I write this with trepidation, having been to only a handful of games in my life, knowing how vast the trove of the knowable is and how many people out there know it. (I recently married one of them. Our apartment is something of a shrine to the game. And yes, he helped me with the previous paragraph.)
I did catch Derek Jeter’s long goodbye, Mariano Rivera’s last game, A-Rod’s travails.
But the devotion, the willingness to watch the long, long games in the long, long season, the compulsion to keep rosters straight, and batting averages, and the disabled list, and the leap-out-of-your-seat joy and face-in-your-hands heartbreak of having a team — I didn’t get it. Now I do.
Curtis Granderson, my favorite left-handed batter, led me to the Mets; I liked him as a Yankee (the team most often watched and discussed in my household); Jacob deGrom, with his slingshot fastball, floppy hair and gorgeous smile, clinched it. And then Yoenis Cespedes came along with his batting muscle, providing a lesson in the drama of the trading deadline. My affinity, I’m proud to note, preceded that of the bandwagon fans who glommed on last year as the team gathered steam and, astonishingly, made it to the World Series.
My father was never a sports fan, but his grandmother Maud, I’m told, was: a wiry, intense baseball fanatic, well into her 90s, although there’s no one left who can tell me what her team was. And my mother: Don’t even try to talk to her if there’s a tennis match on. She follows the players’ stories as if they were potboilers and provides running commentary on their manners, looks, love lives and how she thinks they’re feeling that day. She is very fond of Andre Agassi, and misses him, but fell hardest for Rafael Nadal.

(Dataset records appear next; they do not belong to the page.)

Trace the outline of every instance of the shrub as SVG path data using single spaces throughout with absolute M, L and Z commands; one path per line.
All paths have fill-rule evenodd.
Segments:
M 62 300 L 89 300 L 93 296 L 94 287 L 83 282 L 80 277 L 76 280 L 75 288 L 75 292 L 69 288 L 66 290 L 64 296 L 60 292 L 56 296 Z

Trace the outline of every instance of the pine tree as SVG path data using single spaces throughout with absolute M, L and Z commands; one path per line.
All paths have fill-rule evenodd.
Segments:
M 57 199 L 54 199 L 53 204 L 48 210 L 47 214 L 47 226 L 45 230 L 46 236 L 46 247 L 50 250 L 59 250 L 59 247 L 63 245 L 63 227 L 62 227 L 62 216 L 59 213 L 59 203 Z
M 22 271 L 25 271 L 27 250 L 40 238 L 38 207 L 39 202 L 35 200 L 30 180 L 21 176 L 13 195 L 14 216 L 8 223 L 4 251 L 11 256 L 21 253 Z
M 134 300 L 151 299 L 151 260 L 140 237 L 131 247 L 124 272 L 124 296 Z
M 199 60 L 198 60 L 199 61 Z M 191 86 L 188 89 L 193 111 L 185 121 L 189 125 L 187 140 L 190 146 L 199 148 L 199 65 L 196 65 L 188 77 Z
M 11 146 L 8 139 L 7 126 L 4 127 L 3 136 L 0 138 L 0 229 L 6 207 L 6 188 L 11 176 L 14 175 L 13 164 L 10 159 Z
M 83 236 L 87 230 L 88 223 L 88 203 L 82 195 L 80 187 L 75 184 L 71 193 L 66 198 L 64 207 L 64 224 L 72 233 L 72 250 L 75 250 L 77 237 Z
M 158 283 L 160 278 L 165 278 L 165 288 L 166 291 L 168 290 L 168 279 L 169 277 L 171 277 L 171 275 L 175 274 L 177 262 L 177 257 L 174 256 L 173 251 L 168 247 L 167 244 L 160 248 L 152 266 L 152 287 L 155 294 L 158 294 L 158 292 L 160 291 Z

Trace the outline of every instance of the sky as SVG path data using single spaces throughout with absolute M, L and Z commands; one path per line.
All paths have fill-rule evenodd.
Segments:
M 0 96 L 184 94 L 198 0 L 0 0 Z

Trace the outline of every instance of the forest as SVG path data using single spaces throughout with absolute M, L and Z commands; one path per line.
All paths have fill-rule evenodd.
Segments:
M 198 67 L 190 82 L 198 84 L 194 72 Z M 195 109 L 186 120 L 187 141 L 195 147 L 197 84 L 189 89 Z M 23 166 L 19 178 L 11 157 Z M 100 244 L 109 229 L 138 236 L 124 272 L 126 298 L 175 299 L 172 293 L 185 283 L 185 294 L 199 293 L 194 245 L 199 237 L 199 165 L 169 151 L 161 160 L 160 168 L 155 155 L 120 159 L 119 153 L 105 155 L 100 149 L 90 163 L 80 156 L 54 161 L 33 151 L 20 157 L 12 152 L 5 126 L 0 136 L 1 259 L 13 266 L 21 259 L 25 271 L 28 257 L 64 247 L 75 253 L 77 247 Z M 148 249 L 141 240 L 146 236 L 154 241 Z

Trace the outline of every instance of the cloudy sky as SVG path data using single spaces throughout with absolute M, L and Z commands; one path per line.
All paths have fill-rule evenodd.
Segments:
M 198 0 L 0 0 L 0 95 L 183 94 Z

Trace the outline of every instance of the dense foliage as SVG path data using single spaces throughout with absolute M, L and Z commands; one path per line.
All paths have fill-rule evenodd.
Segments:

I admit to some of that sort of fandom myself. I’m old enough that I feel maternal about my Mets. They’re so young, some of them. “Is deGrom getting enough to eat?” I caught myself wondering when he returned to the game looking thin and tired after his newborn’s health scare. There are new Yankees I like to watch too: Didi Gregorius (now there’s a shortstop, Dad). He’s my older daughter’s age. Did you know he was born in the Netherlands?
But back to that other Met, the museum with the baseball cards. The show on view this summer is called “The Old Ball Game: New York Baseball, 1887-1977.” It was organized by Allison Rudnick, 29. She oversees the museum’s ephemera collection, which includes 300,000 items (30,000 of them baseball cards) given to the museum by Jefferson R. Burdick, who loved printed pop ephemera. “The legend goes that he amassed this collection without ever having gone to a game,” Ms. Rudnick said. “He had suffered from severe arthritis, which may explain his fanatical collecting. He wasn’t very mobile.” He died at 63, in 1963. Most of the nearly 300 cards in the exhibition were his. You can find them just beyond the Temple of Dendur.
Ms. Rudnick, a fellow Mets fan, was watching the subway series this past week. “Pretty typical,” she assessed. We compared notes on the pitchers, and agreed that we particularly enjoy Bartolo Colon. She likes Granderson too: “He seems like such a nice guy.”
That’s another good thing about baseball, I’ve realized: You’ve always got something to talk about.